Reputation: 477
I am trying to measure my code performance (which is the execution of an OpenCL kernel) and I really need to understand the speed-up. I tried to use clock() and clock_gettime() functions.
In first case my code is simple and straightforward, and it is measured correctly:
struct timespec start_r, start_m, stop_r, stop_m;
double realtime, monotonic;
time_t start2 = clock();
if(clock_gettime(CLOCK_REALTIME, &start_r) == -1) {
cout << "clock realtime error!" << endl;
}
if(clock_gettime(CLOCK_MONOTONIC, &start_m) == -1) {
cout << "clock realtime error!" << endl;
}
double res = 0.0;
for(unsigned long i = 0; i < total; i++) {
res += data[i];
}
cout << "res = " << res << endl;
time_t end2 = clock();
if(clock_gettime(CLOCK_REALTIME, &stop_r) == -1) {
cout << "clock realtime error!" << endl;
}
if(clock_gettime(CLOCK_MONOTONIC, &stop_m) == -1) {
cout << "clock realtime error!" << endl;
}
cout << "Time clock() = " << (end2 - start2)/(double)CLOCKS_PER_SEC << endl;
realtime = (stop_r.tv_sec - start_r.tv_sec) + (double)(stop_r.tv_nsec - start_r.tv_nsec) / (double)BILLION;
monotonic = (stop_m.tv_sec - start_m.tv_sec) + (double)(stop_m.tv_nsec - start_m.tv_nsec) / (double)BILLION;
cout << "Realtime = " << realtime << endl << "Monotonic = " << monotonic << endl;
It gives understandable results - all three results are nearly the same.

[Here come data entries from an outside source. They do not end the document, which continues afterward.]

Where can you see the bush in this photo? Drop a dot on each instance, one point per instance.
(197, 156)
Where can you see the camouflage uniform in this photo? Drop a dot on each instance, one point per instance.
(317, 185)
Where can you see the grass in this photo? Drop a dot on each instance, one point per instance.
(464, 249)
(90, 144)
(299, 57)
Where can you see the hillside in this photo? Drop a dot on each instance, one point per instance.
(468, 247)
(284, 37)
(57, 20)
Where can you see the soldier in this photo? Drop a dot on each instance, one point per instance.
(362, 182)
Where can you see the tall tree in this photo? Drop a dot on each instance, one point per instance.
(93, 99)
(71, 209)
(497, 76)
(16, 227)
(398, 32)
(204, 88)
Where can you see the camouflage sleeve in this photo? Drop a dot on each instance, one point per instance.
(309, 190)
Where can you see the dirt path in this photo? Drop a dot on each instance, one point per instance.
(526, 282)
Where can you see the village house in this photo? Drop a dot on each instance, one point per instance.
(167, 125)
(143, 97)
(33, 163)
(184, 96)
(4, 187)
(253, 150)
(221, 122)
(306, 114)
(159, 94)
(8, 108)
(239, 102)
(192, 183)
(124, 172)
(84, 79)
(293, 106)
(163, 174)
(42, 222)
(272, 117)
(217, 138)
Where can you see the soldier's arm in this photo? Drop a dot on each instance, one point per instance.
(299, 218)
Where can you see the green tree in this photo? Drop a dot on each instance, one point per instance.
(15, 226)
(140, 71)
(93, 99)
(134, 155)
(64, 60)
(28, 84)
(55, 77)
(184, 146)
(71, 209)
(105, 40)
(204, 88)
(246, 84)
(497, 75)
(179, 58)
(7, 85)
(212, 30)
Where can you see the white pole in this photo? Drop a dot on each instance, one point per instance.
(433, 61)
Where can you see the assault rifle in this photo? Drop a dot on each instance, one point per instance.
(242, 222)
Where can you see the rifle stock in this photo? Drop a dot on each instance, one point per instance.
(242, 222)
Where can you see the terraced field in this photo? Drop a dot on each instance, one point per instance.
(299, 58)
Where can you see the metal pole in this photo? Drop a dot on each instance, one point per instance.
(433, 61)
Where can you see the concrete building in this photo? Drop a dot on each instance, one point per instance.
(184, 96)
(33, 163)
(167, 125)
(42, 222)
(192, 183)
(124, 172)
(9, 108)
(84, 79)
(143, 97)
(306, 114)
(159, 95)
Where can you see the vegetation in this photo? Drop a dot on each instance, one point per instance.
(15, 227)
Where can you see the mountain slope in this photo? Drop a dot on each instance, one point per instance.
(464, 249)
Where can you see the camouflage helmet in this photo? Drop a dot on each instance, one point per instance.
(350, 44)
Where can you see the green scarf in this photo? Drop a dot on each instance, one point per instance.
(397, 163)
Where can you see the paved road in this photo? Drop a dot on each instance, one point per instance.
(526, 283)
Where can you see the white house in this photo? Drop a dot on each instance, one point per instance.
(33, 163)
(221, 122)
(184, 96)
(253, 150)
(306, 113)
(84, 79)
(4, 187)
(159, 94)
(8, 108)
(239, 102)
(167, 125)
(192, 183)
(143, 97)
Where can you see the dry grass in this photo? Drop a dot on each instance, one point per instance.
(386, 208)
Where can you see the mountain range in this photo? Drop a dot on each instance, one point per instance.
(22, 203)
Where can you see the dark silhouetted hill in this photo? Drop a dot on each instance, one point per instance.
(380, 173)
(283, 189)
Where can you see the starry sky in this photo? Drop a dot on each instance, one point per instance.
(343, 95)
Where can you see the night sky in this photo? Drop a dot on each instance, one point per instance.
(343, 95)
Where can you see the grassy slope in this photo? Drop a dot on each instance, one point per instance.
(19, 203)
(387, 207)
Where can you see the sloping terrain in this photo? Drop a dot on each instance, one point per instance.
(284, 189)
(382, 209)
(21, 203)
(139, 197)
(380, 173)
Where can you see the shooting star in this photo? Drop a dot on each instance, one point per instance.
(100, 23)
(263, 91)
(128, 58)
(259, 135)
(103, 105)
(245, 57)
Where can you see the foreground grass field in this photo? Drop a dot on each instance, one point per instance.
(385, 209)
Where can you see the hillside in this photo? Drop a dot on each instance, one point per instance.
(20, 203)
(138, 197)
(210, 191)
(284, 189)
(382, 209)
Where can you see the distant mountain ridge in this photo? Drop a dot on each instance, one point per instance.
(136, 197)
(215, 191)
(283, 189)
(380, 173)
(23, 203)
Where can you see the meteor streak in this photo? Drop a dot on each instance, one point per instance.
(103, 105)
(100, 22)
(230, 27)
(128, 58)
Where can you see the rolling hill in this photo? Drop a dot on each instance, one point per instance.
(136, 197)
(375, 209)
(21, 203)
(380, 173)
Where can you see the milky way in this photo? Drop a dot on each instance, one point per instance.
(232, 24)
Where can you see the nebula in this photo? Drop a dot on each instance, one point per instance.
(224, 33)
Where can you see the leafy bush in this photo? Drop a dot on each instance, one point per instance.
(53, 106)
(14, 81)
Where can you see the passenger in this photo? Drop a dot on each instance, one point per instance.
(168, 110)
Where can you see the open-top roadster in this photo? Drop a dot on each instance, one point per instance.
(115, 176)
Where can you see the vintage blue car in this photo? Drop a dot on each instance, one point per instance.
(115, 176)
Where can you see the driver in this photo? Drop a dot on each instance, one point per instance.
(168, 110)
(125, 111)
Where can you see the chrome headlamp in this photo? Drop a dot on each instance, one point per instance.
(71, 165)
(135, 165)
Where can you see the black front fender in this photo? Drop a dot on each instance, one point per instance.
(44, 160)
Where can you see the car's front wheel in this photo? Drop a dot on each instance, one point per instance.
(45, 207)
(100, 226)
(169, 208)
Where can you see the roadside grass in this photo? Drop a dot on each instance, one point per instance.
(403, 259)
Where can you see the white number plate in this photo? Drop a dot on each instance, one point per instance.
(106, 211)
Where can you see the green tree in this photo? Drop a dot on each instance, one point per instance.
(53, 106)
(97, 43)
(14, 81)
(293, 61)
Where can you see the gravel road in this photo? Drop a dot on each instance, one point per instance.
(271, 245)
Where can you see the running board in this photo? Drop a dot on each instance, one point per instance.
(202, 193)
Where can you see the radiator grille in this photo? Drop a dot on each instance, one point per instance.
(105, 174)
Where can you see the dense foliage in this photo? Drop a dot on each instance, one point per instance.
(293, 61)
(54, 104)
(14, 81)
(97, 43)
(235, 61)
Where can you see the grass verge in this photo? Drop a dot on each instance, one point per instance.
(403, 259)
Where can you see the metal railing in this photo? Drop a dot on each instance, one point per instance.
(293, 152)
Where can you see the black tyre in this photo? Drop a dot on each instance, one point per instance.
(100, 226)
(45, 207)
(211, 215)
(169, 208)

When it comes to measuring the execution time of an OpenCL kernel, I do exactly the same, but The results I get are awful:
Time = 0.04
Realtime = 0.26113
Monotonic = 0.26113
Can you give me any idea of what is wrong with it? If it is a usual problem of measuring OpenCL kernel performance, can you suggest the best way to measure it? Thanks!
Upvotes: 1
Views: 7496
Reputation: 129314
The function clock
will in some systems measure the CPU time used by the application. If your application uses OpenCL, it will probably spend most of its time waiting for the actual calculation to be performed by the graphics card, so clock
will not give you "the real time it took to get the result". It's similar to using clock
when reading data from a file, for example - the time it takes to read 100MB from a file is perhaps 2 seconds. But only 0.01s of CPU time is needed to send the commands to the hard disk and collect the data back when it has been stored in memory by the hard disk controller. So the clock
gives "0.01s", not "2s".
Upvotes: 2
Reputation: 7766
If you have access to a C++11 compiler consider using std::chrono instead: http://en.cppreference.com/w/cpp/chrono
There are three clock types built into the new C++ standard:
Furthermore the library is well-designed to handle different levels of granularity, whether you want microsecond accuracy, or something else. For software I have written in the past (large industrial engineering-type simulations) I've relied on std::steady_clock for doing all of my timings with no complaints :-).
Upvotes: 2